Palantir's second-quarter earnings last week failed to wow investors. One worry is that the company's P/S on the day it released earnings was 19, but Palantir reported Q2 revenue only rose 13% year over year. When a P/S ratio exceeds a company's growth rate, investors are paying a premium for the business's growth potential. A P/S that high also suggests investors expect Palantir to grow faster than it has in the past. The positive hype for the company did not help it achieve the growth the market has priced into the stock.

Palantir's unique sales model may be at fault here. It allows customers to test the platform for a trial period at no cost. This sales approach is meant to demonstrate the value of its products, with the hope that customers will make an initial purchase and increase their use over time. It requires significant investments of time and resources to acquire and maintain customers. And expanding this sales model to a global scale might face difficulties and has potential execution risks.

Then there is CEO Alex Karp's philosophy around the need for a sales team (or, more correctly, the thought that a sales team wasn't needed). He said he believed the software was so good that it could sell itself. That strategy might have worked in its U.S. government business. However, it was a terrible strategy for gaining customers in the commercial sector.

For instance, Palantir established its first commercial product, Foundry, in 2016. After building up a sales team from scratch in 2019, it managed to eke out only 34 customers by the second quarter of 2021. Although the company has significantly accelerated its U.S. commercial customers to 161 as of the second quarter of 2023, its unconventional sales practices make some investors wary of buying the stock. 

Another headwind is Palantir's acquisition strategy. In an ill-conceived, desperate, and perilous move to boost growth, it invested in about two dozen early-stage companies in 2021, primarily former special purpose acquisition companies (SPACs). Palantir ostensibly made this move in exchange for the start-ups agreeing to become Palantir clients in the future. But many of these companies eventually faced cash flow problems, regulatory scrutiny, and lawsuits, hurting their performance. It ended up being a money-losing disaster.

Palantir announced the winding down of its SPAC investment program in 2022 and said it would focus on its core business of data analytics and software solutions. According to one analysis, Palantir lost more than $300 million on those investments. 

Combined, these issues have caused some to no longer trust this management team.

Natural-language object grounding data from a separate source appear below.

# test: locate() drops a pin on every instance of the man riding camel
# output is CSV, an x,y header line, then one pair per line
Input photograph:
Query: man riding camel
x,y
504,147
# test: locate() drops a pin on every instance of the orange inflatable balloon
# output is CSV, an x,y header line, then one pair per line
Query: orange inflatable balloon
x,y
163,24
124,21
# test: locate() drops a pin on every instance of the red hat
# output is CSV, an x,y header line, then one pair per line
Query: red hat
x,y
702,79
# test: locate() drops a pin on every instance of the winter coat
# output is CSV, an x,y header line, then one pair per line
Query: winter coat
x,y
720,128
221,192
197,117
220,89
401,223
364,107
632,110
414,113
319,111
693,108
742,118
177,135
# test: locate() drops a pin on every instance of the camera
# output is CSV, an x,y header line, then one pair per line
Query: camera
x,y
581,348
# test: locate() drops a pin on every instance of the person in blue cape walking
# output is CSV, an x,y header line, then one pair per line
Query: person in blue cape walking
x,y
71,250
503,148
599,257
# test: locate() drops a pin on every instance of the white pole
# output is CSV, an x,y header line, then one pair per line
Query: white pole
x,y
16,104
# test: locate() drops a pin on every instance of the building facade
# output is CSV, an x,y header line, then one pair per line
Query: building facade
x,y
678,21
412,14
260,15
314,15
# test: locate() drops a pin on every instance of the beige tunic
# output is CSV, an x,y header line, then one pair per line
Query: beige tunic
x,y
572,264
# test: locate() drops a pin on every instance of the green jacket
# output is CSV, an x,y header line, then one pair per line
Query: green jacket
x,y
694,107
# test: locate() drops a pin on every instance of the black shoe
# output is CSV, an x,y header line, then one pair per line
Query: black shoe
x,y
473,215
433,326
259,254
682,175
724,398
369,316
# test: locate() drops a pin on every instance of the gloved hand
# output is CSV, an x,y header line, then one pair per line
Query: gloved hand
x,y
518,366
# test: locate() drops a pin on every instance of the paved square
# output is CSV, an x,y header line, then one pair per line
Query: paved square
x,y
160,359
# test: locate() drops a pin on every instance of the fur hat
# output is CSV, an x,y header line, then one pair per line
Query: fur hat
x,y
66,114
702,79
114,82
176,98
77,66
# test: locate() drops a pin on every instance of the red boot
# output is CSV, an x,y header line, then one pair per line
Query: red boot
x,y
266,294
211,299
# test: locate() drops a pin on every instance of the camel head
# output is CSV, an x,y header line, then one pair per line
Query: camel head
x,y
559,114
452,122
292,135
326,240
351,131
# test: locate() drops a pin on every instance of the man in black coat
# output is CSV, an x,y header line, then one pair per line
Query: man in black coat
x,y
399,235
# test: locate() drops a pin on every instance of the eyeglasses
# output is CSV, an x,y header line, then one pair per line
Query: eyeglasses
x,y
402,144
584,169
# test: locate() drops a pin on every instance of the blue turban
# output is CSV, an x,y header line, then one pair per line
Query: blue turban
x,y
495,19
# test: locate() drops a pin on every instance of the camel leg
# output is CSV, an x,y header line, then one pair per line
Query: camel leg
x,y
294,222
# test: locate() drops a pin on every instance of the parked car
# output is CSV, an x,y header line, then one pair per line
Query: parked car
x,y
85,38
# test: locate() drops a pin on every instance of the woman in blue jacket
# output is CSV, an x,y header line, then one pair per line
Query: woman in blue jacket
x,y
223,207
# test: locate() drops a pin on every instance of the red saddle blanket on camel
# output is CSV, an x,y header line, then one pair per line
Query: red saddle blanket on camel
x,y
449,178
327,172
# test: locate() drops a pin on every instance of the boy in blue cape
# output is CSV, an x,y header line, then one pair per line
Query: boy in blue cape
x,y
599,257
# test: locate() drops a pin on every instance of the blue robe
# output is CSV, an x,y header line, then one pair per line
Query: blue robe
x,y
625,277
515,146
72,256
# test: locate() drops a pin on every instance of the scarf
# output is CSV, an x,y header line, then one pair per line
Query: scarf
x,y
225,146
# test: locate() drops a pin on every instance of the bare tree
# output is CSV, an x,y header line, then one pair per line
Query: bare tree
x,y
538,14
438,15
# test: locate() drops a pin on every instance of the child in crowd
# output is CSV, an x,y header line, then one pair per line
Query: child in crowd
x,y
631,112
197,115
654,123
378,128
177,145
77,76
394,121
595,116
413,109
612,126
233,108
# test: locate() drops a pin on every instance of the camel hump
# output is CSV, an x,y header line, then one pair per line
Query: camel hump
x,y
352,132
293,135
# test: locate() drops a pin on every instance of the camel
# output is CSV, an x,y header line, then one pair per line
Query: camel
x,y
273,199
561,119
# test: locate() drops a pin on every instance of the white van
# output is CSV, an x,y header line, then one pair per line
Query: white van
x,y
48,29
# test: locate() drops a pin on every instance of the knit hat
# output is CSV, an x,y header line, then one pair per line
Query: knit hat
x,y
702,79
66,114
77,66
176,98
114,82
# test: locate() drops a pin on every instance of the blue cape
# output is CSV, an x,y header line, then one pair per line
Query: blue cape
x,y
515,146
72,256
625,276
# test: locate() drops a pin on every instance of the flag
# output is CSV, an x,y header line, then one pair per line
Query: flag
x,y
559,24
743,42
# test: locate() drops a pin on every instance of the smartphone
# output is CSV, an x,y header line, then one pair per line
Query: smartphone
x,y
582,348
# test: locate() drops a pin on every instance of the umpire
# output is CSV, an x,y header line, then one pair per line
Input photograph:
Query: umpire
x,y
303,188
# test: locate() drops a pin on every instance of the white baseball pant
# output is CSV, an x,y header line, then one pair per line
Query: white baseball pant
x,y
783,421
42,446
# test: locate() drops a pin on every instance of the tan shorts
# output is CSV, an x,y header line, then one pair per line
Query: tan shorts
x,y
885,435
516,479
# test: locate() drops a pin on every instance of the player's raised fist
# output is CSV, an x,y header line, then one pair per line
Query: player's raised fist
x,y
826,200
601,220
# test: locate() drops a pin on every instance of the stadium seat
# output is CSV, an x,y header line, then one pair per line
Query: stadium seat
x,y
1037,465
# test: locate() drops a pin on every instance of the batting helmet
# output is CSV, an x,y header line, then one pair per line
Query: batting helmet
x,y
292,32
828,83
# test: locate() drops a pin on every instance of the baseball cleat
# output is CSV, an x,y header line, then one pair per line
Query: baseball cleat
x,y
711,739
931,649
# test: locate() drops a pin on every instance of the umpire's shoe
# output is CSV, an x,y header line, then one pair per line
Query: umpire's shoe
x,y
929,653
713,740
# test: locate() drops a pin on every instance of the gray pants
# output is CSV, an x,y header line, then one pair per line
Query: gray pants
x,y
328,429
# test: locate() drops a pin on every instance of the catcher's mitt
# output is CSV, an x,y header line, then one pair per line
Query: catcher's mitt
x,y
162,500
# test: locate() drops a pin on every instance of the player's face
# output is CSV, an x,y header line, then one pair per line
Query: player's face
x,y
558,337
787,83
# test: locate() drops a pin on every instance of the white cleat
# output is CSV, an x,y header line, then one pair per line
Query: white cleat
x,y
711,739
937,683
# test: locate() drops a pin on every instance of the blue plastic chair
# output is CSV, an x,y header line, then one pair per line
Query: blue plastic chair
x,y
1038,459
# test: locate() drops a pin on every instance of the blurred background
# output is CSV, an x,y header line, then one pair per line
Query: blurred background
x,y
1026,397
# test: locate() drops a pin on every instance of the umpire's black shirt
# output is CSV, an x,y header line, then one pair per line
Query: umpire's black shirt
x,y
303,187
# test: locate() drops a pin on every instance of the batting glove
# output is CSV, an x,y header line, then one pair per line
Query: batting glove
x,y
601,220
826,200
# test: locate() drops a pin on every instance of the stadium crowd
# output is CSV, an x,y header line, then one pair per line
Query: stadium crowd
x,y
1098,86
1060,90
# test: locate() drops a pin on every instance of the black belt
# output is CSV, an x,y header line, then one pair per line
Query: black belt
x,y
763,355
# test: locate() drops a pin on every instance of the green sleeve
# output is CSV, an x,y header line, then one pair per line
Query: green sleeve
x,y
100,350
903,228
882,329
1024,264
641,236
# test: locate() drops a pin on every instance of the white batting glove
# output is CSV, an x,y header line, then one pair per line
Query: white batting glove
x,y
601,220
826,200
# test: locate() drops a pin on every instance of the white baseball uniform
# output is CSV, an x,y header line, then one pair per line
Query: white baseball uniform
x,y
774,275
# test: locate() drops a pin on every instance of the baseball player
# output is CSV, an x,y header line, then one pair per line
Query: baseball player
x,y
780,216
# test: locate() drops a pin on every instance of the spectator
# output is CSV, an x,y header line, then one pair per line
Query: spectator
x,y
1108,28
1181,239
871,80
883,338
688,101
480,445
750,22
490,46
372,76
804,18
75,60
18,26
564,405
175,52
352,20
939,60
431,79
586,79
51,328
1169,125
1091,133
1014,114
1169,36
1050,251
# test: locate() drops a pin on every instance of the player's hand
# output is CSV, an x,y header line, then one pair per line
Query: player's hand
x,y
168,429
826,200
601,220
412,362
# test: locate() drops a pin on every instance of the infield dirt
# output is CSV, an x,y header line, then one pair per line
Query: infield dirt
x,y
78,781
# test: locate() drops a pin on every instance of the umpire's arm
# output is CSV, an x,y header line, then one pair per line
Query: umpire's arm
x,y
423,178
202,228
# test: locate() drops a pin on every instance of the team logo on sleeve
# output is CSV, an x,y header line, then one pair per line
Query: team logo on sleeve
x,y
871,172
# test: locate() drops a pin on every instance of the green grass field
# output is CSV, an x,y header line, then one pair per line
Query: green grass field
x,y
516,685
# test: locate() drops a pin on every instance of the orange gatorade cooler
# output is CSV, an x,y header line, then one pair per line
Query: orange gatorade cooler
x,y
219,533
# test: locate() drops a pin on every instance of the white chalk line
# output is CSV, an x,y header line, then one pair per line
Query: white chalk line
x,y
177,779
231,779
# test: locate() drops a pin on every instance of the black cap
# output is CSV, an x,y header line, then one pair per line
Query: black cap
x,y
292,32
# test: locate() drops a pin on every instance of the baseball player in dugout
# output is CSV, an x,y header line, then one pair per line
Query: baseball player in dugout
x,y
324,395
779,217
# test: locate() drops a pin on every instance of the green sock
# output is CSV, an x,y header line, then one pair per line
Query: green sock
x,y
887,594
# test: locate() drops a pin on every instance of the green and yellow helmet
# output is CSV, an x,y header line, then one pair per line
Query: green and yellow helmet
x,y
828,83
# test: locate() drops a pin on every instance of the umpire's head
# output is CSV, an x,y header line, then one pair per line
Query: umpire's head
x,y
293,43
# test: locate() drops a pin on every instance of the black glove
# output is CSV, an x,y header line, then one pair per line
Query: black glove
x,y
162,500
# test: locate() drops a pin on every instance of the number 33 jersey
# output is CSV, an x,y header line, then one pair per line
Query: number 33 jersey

Palantir investors have reasons for being bullish

There are still reasons to like this company. Palantir is still seen as a game changer in the data analytics and software industry. Its unique technology cannot be easily duplicated or substituted by other data analytics and software tools.

The company's most significant advantage is that it can deploy its software faster, cheaper, and more efficiently than other data analytics and software tools. Plus, its software is renowned for its ability to securely handle even the most sensitive data, providing organizations with peace of mind that their data is secure. It's no wonder that top U.S. intelligence agencies and the U.S. Special Operations Command all trust Palantir to safeguard valuable data.

The company is also getting a lot of buzz lately about its new Artificial Intelligence Platform (AIP). Investors are excited about its potential. It designed AIP to assist military and business customers with integrating, deploying, and managing artificial intelligence (AI) solutions.

With the rise of AI tools including ChatGPT from OpenAI, many anticipate that AIP will be a significant revenue driver for Palantir. Management has already reported seeing an overwhelming interest in its AI technology from customers and expects demand for its services to multiply. 

Palantir investors should be cautious

A good company with excellent technology may not be a good stock if its price is too high relative to growth prospects, or if it faces significant risks. Despite Palantir's second-quarter 2023 post-earnings sell-off, the stock is still quite expensive, considering the growth it has shown so far and considerable investment risks.

While Palantir stock is up 143% so far in 2023, it's still down 60% from highs set in early 2021. That suggests volatility is still the name of the game here. It takes a brave investor to hold on to shares of this company, and those who own them might want to consider selling as bad management decisions seem to be sidetracking this company's potential.